In the photo, he’s wearing a suit, the fabric stretched stiff over broad muscles. Even with the very best tailors, it always seemed like his jackets were a size too small.
Like no clothes ever crafted could contain the sheer wild energy and strength of that man.
His hair is jet-black, just barely touched at the temples with a splash of early grey.
I wonder how he’d look now.
I wonder if he’d still smile, with those honey-sweet eyes softening just for me.
Oh, Oliver Major.
I…
I hate how the terrible knot of diamond in my chest where my heart should be actually tries to beat again at the sight of him.
But it hardens again the second I scan over the thin skim of information there.
Date of birth, some fifty-odd years ago, but the date of death I’m looking for?
Conspicuously absent.
“Where’s the rest?” I ask, nearly panic swallowing what’s left of my second hard candy of the night. “His dossier, cause of death, everything? The report on the assault?”
“Attached in the files in his profile, but…” Rook wobbles his lips, darting me a fearful look. “They’re encrypted. Only accessible to one biometric profile.”
“Whose?”
I know the answer even before he says it.
Because I just have that kind of luck.
Rook closes his eyes, whispering out in a nasally tremor, “Um…Leland Durham’s, ma’am.”
Well, fuck.
I don’t—I can’t—
Oliver’s not my priority.
He’s an adult who can take care of himself, and if he’s still alive somewhere…it’s been too long.
He doesn’t belong to me anymore.
It’s enough to know he’s probably out there, and Galentron had their reasons for faking his death and covering their tracks.
This is about my little girl.
She needs me, wherever she is.
I prod Rook’s shoulder. “My daughter.”
“That’s going to be harder to find without a first na—”
“Don’t.” I clench my jaw. “You know what kind of data to look for. I don’t need to tell you the company forced every Nightjar to receive all medical care in-house. You know how our records were tracked. Find the damn information.”

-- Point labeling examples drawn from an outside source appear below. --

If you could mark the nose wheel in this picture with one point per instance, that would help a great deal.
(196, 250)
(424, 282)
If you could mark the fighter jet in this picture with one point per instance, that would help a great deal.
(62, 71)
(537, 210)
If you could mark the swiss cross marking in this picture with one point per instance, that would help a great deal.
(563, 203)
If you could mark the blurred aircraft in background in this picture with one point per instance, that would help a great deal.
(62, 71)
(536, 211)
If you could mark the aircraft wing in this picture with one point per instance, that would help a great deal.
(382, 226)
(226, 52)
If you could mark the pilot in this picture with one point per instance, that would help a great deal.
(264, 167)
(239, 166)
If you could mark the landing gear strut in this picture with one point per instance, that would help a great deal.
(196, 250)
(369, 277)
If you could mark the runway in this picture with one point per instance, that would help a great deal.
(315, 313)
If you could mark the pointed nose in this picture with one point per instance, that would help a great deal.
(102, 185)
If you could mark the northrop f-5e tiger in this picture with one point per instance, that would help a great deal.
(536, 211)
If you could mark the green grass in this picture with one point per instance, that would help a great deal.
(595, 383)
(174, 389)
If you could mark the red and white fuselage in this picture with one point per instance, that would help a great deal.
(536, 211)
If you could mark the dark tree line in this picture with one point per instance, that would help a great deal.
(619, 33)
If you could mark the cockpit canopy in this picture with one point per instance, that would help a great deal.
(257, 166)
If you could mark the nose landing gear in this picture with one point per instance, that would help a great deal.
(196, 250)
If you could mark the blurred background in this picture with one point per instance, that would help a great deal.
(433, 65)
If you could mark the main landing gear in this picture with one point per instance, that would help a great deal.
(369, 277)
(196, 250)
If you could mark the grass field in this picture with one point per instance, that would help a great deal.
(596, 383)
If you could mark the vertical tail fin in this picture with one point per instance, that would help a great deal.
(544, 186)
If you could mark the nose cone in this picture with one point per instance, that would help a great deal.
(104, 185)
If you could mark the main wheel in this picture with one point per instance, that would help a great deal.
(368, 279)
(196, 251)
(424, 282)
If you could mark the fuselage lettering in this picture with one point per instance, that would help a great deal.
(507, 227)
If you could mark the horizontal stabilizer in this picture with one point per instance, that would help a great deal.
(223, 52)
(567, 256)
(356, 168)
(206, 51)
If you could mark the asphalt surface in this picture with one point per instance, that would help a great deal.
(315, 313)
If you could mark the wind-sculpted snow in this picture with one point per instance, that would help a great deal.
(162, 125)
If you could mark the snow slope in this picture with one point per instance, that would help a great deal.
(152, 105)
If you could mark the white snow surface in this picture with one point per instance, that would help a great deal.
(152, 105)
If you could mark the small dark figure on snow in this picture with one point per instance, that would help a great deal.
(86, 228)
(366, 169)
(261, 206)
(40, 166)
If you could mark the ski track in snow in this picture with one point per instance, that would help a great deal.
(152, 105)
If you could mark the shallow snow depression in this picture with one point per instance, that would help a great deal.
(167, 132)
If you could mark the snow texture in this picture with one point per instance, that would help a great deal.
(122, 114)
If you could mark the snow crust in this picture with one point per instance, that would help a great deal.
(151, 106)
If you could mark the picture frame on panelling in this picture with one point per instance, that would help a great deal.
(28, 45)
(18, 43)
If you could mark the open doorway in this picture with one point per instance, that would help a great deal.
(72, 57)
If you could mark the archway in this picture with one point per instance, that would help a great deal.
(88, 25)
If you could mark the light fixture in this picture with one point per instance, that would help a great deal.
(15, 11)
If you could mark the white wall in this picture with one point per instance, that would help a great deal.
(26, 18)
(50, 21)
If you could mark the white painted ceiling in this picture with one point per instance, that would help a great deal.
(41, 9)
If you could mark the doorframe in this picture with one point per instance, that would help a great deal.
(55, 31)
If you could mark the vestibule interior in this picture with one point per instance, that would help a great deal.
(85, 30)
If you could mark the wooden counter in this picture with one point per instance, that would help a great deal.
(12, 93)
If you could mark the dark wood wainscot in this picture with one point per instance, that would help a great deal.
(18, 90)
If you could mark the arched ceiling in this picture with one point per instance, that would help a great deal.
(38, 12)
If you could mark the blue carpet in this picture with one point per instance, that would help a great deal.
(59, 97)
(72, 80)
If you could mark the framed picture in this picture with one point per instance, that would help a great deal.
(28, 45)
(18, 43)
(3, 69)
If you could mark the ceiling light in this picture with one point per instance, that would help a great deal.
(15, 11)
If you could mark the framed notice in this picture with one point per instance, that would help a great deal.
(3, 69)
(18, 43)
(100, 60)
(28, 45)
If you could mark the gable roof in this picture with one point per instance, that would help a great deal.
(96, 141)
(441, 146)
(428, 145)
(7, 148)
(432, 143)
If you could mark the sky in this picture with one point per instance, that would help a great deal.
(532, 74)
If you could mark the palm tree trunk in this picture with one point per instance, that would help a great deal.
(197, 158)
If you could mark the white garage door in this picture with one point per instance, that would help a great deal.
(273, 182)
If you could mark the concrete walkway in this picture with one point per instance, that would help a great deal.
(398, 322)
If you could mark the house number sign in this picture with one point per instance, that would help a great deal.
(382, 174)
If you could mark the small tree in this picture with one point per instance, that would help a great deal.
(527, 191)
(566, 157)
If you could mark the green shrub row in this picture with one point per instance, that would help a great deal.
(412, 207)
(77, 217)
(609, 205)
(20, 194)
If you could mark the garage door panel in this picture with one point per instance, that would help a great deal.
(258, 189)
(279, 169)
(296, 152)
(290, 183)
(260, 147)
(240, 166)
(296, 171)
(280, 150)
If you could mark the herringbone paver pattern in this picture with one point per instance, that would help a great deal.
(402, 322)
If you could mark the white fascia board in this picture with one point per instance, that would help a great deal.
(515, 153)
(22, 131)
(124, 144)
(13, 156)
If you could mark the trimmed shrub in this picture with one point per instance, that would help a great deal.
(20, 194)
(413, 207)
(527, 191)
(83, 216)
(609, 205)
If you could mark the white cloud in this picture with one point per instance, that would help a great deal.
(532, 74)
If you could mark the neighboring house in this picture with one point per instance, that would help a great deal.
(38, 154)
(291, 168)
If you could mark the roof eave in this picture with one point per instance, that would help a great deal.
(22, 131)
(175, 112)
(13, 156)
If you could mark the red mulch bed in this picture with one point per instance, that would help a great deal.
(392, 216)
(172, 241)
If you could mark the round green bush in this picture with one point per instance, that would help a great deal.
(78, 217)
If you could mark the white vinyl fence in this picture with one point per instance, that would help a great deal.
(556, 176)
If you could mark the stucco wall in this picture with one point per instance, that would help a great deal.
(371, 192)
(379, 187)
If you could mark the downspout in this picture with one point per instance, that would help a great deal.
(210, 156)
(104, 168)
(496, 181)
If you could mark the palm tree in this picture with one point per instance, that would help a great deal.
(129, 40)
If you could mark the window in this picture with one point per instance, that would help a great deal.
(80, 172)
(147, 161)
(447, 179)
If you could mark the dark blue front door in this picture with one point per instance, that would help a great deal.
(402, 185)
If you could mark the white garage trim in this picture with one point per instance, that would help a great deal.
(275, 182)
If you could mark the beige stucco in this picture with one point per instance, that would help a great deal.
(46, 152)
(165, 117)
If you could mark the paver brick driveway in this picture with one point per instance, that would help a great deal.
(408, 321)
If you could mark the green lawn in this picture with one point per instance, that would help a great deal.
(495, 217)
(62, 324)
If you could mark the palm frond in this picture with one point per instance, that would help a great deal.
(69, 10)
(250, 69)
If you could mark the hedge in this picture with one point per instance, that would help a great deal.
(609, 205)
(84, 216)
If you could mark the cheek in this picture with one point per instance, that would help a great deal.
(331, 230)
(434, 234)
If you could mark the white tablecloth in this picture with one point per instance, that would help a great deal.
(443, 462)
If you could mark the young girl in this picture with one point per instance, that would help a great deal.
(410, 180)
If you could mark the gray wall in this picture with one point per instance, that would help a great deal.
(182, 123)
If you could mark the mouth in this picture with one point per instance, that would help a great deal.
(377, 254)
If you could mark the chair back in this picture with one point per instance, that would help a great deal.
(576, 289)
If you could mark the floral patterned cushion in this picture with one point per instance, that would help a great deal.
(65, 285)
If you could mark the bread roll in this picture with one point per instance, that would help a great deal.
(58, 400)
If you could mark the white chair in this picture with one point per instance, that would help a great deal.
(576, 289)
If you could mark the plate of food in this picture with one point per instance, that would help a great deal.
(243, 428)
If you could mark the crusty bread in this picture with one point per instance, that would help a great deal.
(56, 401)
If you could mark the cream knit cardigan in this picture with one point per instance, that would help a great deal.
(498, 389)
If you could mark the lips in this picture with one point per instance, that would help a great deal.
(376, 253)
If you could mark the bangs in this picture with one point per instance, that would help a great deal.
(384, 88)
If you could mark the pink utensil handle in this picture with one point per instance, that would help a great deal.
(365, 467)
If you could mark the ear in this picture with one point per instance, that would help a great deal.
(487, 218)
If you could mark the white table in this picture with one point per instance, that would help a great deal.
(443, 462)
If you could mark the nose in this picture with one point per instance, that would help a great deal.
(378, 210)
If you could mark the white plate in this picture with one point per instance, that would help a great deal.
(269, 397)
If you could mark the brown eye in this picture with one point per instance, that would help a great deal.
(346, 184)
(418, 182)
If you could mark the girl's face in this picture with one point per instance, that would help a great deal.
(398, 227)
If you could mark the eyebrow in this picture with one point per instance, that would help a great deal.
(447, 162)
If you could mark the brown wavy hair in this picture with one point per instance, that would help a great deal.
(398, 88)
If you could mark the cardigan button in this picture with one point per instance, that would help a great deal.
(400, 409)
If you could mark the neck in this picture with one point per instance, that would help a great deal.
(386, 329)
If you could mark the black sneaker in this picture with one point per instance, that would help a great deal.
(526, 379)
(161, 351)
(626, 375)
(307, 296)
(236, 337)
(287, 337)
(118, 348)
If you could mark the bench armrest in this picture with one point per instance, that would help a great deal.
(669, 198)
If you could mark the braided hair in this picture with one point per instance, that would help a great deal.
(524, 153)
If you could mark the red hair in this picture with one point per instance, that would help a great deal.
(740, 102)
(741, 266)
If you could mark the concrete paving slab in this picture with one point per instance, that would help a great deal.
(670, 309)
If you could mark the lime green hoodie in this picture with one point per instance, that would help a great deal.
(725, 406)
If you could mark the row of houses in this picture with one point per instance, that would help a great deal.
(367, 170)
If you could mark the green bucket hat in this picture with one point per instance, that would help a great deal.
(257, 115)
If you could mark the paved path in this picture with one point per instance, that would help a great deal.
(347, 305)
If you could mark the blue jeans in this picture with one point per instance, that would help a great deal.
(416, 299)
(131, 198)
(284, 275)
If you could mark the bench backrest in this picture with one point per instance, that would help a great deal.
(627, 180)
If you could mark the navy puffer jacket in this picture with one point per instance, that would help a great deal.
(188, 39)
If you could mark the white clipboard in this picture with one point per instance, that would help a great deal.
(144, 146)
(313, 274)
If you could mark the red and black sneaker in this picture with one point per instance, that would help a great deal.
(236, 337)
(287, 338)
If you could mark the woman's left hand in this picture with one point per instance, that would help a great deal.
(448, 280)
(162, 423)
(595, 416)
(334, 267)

Something flickers in Rook’s eyes.
Then he just nods like a deflated doll, bowing his head obediently and raking his fingers over the keyboard.
A moment later, he finds a file saved only by number, in the four-dash-six-dash-two sequence used for numbered Galentron personnel files.
There’s no name inside.
No photo.
Just another number.
Mine.
And a date of birth, a gender.
A daughter.
Data confirmation. Truth, however brief. Something more than the lying words of the cold, impersonal doctor who barely spoke to me when I was reeling in a drugged-out haze.
But that’s it.
The day I was wheeled into that sterile lab and left to suffer through labor for hours, and for nothing.
It’s also the only thing I get. There’s just nothing else there. No other data.